Search code examples
apache-sparkpyspark

Replace set of values in a column with NULL


I have a dataframe having ~100 columns, with various types including StringType(), IntegerType(), BooleanType(), ArrayType(StringType()). Few of these columns (including boolean/array types) have junk values from data provider such as junk,NULL,default..etc. I need to replace these values with NULL , not NULL string.

values_to_replace = ["junk", "NULL","default"]
replacement_value = None

for column in df.columns:
    df = df.withColumn(column, when(col(column).isin(values_to_replace), replacement_value).otherwise(col(column)))

Question: Above part of replacement works fine for string type, but running into error when dealing with columns having non string datatypes such as boolean/array. Running into below error.

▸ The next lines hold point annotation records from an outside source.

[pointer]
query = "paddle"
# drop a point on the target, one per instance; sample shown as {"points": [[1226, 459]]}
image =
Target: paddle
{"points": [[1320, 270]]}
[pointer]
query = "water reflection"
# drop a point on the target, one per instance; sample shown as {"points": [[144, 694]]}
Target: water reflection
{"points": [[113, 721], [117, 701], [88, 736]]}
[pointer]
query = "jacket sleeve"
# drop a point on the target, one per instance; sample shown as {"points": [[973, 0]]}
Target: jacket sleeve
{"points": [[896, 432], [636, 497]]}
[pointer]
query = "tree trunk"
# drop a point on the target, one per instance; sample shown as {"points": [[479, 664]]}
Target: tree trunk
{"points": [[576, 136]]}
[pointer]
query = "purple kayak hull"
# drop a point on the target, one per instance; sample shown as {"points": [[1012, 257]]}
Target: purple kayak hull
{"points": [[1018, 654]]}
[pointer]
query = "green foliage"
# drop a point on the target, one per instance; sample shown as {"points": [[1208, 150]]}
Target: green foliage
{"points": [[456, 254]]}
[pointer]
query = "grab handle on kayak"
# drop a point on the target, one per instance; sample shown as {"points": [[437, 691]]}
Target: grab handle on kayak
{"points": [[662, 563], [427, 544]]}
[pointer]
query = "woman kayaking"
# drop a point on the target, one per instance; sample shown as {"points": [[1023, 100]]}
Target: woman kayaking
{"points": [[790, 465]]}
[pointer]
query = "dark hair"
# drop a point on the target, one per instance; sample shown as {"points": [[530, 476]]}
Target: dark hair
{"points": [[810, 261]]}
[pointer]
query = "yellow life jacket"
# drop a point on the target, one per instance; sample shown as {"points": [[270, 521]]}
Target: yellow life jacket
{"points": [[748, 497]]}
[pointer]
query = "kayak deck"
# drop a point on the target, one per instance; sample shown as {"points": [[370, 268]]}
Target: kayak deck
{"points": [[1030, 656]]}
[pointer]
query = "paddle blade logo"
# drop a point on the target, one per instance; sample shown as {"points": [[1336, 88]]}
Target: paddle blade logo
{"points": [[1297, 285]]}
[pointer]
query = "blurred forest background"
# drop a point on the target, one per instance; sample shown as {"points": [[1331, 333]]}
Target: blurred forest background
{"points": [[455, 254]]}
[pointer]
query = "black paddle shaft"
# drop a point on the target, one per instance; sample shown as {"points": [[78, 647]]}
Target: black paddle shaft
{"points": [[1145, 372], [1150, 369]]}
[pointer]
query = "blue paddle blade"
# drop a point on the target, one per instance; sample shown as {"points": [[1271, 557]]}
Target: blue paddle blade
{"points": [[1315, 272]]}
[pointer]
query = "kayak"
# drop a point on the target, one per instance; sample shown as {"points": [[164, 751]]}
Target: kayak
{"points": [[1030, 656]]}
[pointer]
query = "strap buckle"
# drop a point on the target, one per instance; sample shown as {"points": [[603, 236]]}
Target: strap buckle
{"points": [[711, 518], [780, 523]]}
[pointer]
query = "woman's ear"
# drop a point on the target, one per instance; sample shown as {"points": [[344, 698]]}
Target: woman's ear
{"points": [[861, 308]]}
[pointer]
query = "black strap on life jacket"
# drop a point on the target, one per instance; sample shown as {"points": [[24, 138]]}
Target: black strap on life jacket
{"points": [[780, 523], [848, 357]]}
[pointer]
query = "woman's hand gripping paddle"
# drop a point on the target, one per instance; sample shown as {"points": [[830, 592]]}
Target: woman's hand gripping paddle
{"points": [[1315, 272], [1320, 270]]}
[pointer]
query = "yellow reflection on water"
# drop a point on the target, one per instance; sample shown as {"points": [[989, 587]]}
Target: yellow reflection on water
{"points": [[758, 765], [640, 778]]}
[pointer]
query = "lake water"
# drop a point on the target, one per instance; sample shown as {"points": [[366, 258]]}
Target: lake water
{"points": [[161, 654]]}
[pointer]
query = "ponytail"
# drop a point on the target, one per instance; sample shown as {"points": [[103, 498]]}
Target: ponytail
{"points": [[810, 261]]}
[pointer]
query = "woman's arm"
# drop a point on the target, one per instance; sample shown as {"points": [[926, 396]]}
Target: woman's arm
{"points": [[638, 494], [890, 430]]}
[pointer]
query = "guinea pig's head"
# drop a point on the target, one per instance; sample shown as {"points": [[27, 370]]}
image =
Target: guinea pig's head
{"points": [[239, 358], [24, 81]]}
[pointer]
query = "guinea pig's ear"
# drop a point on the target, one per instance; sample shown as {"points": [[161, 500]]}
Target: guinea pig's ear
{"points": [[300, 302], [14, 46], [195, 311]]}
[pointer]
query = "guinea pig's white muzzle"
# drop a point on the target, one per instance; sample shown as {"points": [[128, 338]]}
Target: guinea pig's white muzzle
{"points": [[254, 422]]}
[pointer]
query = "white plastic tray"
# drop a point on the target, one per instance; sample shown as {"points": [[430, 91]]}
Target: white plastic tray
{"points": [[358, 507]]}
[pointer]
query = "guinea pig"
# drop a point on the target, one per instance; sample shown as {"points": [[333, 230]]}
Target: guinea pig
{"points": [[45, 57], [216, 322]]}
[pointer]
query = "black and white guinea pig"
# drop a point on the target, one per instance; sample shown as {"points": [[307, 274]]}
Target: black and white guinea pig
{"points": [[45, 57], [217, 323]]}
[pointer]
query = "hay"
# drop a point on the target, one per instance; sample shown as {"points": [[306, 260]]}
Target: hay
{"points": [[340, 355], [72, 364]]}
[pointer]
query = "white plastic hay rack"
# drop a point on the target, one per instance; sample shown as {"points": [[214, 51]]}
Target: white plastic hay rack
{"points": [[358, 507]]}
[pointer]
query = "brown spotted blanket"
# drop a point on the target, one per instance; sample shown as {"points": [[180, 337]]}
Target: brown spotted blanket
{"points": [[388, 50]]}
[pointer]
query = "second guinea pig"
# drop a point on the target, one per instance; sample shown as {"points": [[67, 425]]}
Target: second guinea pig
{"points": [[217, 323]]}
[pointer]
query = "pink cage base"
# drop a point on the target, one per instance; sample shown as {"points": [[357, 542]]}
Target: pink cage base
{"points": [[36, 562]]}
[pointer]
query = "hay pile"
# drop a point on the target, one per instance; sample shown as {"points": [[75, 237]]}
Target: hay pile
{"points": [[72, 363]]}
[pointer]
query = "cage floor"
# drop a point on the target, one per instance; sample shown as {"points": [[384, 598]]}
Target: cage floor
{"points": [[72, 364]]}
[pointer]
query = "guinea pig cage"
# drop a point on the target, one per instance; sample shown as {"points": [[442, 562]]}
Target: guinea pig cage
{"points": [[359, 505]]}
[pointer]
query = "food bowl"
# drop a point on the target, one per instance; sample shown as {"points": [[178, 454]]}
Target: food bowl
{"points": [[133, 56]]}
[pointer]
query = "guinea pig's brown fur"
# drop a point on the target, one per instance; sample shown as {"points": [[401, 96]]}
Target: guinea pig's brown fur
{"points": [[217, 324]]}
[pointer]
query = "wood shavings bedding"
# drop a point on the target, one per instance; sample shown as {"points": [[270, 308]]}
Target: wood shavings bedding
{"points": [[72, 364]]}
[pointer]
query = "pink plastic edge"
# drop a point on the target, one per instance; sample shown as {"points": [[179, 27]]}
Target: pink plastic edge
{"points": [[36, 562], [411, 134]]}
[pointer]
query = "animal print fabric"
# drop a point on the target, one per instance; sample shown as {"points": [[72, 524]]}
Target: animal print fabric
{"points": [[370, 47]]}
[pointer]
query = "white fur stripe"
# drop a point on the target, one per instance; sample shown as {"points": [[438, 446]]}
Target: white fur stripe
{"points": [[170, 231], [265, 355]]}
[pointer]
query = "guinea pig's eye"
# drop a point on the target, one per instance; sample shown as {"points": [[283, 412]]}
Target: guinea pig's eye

Cannot resolve "(col_name1 IN (junk, NULL, default))" due to data type mismatch: Input to in should all be the same type, but it's ["ARRAY", "STRING", "STRING", "STRING"].;

Cannot resolve "(col_name2 IN (junk, NULL, default))" due to data type mismatch: Input to in should all be the same type, but it's ["BOOLEAN", "STRING", "STRING", "STRING"].;

How can we handle this replacement for all datatypes?


Solution

  • If you want to use a common logic for all data types using isin, you can convert non-string columns to string type temporarily for the replacement operation

    from pyspark.sql.functions import when, col
    from pyspark.sql.types import StringType
    values_to_replace = ["junk", "NULL", "default"]
    replacement_value = None
    for column in df.columns:
    # Convert non-string columns to StringType for replacement
        df = df.withColumn(
           column,
           when(col(column).cast(StringType()).isin(values_to_replace),
           replacement_value).otherwise(
           col(column)
           )
    )
    # Ensure consistent NULL representation for all data types
    df = df.na.fill(replacement_value)